Pie Crust Recipe


Along with bread baking, pie making is a joy for me.


I have a satisfaction making pies from scratch that I can’t really explain.  I don’t care if it is a baked custard (pumpkin, black bottom, rhubarb custard, pecan), fresh or frozen fruit (apple, blueberry, cherry), or cream (chocolate, coconut, butterscotch) pie.  I just love the way they look when they are done.  Bringing a fresh pie out of the oven makes me smile.  My art, I suppose.

I am not a perfectionist by any stretch.  But I do have standards and I definitely have standards for the pies I bake.  Crust made from scratch.  Fillings, also made from scratch that the intended audience prefers.  Suitable (pure) toppings, if required.

I tried a number of pie crust recipes when I was a young wife.  I landed on this “Fool Proof Pie Crust” recipe that came from both my mother and my mother-in-law.

Pie Crust
(makes 4 crusts)

Put 4 cups of flour in a food processor.  (When my mother-in-law asked me what I wanted of hers when she died, I told her the Cuisinart.)  Add 1 tablespoon sugar and 1 teaspoon salt.

Add 1 1/2 cups Crisco (I think it has to be Crisco.) and pulse until the Crisco is mixed in and the mixture resembles course sand.

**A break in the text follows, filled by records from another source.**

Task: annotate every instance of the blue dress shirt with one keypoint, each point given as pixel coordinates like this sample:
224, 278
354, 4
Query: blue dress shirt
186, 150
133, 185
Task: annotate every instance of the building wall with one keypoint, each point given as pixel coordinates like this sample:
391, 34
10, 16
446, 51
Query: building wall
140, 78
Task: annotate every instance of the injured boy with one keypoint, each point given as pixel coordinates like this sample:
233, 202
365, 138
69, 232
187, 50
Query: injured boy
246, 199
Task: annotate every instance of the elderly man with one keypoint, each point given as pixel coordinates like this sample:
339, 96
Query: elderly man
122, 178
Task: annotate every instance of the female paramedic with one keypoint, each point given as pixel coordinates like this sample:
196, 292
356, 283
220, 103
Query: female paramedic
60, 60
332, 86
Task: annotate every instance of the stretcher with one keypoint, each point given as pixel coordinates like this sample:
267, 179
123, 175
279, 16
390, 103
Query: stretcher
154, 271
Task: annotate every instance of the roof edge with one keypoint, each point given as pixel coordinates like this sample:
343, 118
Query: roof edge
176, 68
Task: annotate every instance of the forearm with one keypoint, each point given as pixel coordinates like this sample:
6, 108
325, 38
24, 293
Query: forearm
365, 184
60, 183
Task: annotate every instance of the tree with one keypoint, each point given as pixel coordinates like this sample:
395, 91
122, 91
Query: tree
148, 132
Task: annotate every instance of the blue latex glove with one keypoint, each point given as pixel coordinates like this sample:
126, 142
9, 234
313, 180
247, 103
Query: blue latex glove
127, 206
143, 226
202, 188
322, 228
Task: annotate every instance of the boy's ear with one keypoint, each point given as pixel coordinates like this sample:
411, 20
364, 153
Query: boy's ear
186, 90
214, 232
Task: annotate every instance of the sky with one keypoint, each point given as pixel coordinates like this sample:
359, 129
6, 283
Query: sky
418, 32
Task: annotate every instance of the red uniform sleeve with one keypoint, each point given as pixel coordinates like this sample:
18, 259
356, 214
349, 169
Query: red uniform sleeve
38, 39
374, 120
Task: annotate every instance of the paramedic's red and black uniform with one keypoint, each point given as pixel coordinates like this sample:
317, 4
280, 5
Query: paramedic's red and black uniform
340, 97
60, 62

Mix in a measuring cup, 1 cup cold water, 1 egg, 1 tablespoon vinegar.  While food processor is on, slowly pour in liquid mixture, allowing to process until the mixture holds together in a ball.

Gather the dough into a solid ball and wrap in wax paper or plastic wrap and refrigerate for several hours or overnight.

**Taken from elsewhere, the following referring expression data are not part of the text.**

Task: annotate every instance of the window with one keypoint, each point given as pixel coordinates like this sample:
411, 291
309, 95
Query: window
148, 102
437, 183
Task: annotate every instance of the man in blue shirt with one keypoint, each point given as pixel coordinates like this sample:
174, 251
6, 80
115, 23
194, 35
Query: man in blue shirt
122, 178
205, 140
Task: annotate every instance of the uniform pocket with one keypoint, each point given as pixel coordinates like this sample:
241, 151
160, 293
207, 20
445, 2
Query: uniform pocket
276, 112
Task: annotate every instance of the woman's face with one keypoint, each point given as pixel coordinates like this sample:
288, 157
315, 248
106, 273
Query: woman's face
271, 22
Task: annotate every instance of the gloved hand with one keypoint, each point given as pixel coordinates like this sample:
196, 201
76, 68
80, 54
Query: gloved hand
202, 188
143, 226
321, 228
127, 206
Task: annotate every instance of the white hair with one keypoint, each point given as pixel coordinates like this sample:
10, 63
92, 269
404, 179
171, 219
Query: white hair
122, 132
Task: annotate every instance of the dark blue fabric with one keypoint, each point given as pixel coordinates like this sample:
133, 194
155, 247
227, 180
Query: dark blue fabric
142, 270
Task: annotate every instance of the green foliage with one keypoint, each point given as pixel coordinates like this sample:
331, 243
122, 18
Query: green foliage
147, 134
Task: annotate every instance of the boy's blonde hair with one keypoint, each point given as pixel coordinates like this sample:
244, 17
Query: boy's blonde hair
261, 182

Cut a piece of the dough off the size needed for a crust and roll it out on a well floured surface.  Fit into pie pan and cook according to pie recipe.




  • Avoid over-mixing the shortening into the flour mixture.
  • Cooling the dough makes it easy to handle.  If you must rush, put it into the freezer for as long as possible.  You will have to add more flour and the crust may be a bit tougher, but it will be edible, for sure.
  • For ease in getting the rolled out crust into the pan, fold it in half, then slip it into the pan and unfold.
  • You can roll the dough out on floured wax paper when you are learning.  When transferring to the pan, turn the pie pan upside down on the crust, then use the wax paper to flip it over.
  • When baking a crust for a cream filling, prick it well with a fork to keep it from having air bubbles.  Lots of pricking is a good idea.
  • Decide your mark for a double crust pie.  It is a personal expression.  Before moving it from the rolling out board to the top of the pie, use a knife to make some slits in the top for steam.
  • For a double crust pie, after adding the filling, wet the edge of the bottom crust with water, using your finger, before adjusting the top crust on.  It will seal it up nicely.

Holiday pie requests in our family are usually pecan (son-in-law and maybe, a son), pumpkin (another son), and cherry or blueberry (daughter).  I happily oblige!